5-6

「ちくしょうっ……どいつもこいつもっ……俺をなんだと思ってやがる……」


 列車の中を先頭車両に向かって歩きながら、ボードマンは吐き捨てた。座席の背もたれに手をついてふらふらと足を進める。目には酷い隈があり、顔は土色だった。


「ぐっ……うっ……」


 倒れそうになるのを何とか堪える。

 あの後、気づけば自分は一人残されていた。ゲラルトもレイもいつの間にか消えていて、外で戦闘中の奴らはこちらに気づきもしない。自陣で孤立するなど、屈辱だった。

 ここは戦闘エリアからはとりあえず遠のいており、窓から銃弾が飛び込んでくる危険はない。しかし撃たれた肩の傷は深く、ボードマンの意識はすでに朦朧としていた。都合よく救護キットなどないため、ろくな止血すらできていない。


「くそっ! 誰か! 誰か俺を助けろ! 俺はハイドラの協力者だぞ!」


 叫ぶが、そこには誰も来ない。

 ボードマンは次の車両へ向かうため、連結部へ繋がる扉に手をかける。


「こんなところで……捕まってたまるかっ……」


 おそらく先の爆発は自分たちのいた後部車両付近と、先頭の機関車両を狙ったものだ。再発車できるかはわからないが……機関車両まで行けばまだ逃げられる可能性はある。

 ボードマンは連結部への扉を開けた。冷たい外気が傷を逆なでしたが、かまわずその先の足場に踏み出す。
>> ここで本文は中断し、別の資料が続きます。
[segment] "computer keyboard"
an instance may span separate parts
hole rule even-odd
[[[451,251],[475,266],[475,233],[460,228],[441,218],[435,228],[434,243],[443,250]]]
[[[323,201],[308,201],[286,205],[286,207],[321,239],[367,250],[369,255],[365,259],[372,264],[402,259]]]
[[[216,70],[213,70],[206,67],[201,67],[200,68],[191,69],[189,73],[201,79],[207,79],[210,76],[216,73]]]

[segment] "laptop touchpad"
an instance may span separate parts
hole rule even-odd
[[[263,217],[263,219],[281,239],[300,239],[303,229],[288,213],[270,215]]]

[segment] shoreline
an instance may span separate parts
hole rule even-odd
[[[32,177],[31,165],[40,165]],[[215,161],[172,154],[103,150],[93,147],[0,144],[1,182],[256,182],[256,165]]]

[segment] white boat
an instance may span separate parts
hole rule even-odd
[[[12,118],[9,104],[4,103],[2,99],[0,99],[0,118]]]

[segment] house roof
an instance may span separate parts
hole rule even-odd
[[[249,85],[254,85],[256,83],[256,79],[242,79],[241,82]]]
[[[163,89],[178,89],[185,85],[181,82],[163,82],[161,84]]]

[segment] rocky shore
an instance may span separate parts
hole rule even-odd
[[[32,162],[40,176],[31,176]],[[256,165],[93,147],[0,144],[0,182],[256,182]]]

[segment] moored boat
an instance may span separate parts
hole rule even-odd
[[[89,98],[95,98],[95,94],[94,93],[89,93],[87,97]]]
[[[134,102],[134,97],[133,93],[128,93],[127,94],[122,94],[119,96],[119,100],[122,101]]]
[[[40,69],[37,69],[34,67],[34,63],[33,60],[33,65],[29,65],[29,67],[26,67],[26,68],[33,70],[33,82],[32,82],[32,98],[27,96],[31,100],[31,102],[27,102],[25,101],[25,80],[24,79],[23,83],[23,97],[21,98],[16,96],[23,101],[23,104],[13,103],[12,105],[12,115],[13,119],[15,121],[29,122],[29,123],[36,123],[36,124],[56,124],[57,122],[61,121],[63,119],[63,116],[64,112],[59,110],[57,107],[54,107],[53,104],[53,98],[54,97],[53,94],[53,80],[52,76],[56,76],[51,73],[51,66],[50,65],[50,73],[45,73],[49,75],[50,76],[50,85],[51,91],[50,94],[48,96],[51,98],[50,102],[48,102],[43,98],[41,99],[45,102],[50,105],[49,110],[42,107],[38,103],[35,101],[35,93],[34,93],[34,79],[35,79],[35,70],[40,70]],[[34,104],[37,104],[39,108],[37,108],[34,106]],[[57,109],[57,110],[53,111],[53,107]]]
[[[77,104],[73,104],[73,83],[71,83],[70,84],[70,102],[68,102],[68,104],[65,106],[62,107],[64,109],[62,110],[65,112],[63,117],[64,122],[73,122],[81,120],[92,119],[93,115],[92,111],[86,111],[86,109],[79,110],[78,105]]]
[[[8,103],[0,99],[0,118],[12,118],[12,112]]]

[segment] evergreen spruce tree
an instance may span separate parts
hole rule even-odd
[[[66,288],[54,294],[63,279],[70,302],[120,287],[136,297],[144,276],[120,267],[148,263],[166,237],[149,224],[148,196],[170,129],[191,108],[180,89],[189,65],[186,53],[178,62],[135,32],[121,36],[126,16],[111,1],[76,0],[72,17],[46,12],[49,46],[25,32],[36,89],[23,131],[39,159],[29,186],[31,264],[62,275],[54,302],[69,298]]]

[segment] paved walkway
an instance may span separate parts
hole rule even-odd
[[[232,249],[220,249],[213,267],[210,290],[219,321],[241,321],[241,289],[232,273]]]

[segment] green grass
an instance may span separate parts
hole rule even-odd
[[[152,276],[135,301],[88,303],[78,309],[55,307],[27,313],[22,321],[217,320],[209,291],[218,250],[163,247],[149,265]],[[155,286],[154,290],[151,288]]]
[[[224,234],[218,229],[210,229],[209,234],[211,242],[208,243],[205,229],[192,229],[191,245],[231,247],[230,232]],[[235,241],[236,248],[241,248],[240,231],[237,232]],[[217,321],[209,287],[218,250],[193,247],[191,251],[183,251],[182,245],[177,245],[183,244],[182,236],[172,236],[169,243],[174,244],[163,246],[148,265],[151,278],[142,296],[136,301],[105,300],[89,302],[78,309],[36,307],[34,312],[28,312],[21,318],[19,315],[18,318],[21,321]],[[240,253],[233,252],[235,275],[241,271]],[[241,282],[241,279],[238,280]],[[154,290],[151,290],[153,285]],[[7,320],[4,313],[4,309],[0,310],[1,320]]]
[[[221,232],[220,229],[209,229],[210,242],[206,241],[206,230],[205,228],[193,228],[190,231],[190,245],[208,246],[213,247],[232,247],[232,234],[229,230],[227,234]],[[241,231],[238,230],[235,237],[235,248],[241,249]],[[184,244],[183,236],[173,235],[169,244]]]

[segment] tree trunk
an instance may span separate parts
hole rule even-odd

 しかし目の前にあったのは金属の箱のような形をした無蓋貨車だった。それは今大きく破損し一部が拉げている。どうやら最初の爆発はここを狙ったものであったらしい。上に布がかかっていたはずだが、それも千切れて吹き飛んでいる。


「ちっ……」


 ボードマンは客車の柵を乗り越え、軌道内に降りようとする。

 だが足を踏み外し、ボードマンは線路に倒れ込んだ。

 そして一度倒れてしまえば、体はろくに動かなかった。死期が近いと自分でもよくわかる。


「ちくしょうっ……俺をこんなにしやがって……ここの奴も何もかも、全員殺してやるっ……殺してやるっ……クソッ! クソォッ!」


 だがその時、ボードマンは自分の前にあるものがいくつも転がっていることに気が付いた。

 そこで隣にある無蓋貨車が何のためのものであったかも思い出す。


「ぐっ……!」


 ボードマンは最後の力を振り絞って手を伸ばした。

 もう死ぬのなら。それならばせめて連中を道連れに。

 ボードマンの手がに触れる。

 それは、自分たちがネア以外にもこの国から運び出そうとした積み荷。

 自分がこの国にいる間、一人で密かにかき集めた大量のデビルドロップ。

 そしてボードマンは、この騒ぎで散らばった大量のアンプル剤を鷲掴みにすると、それらすべてを躊躇いなく自身の腕に突き刺した。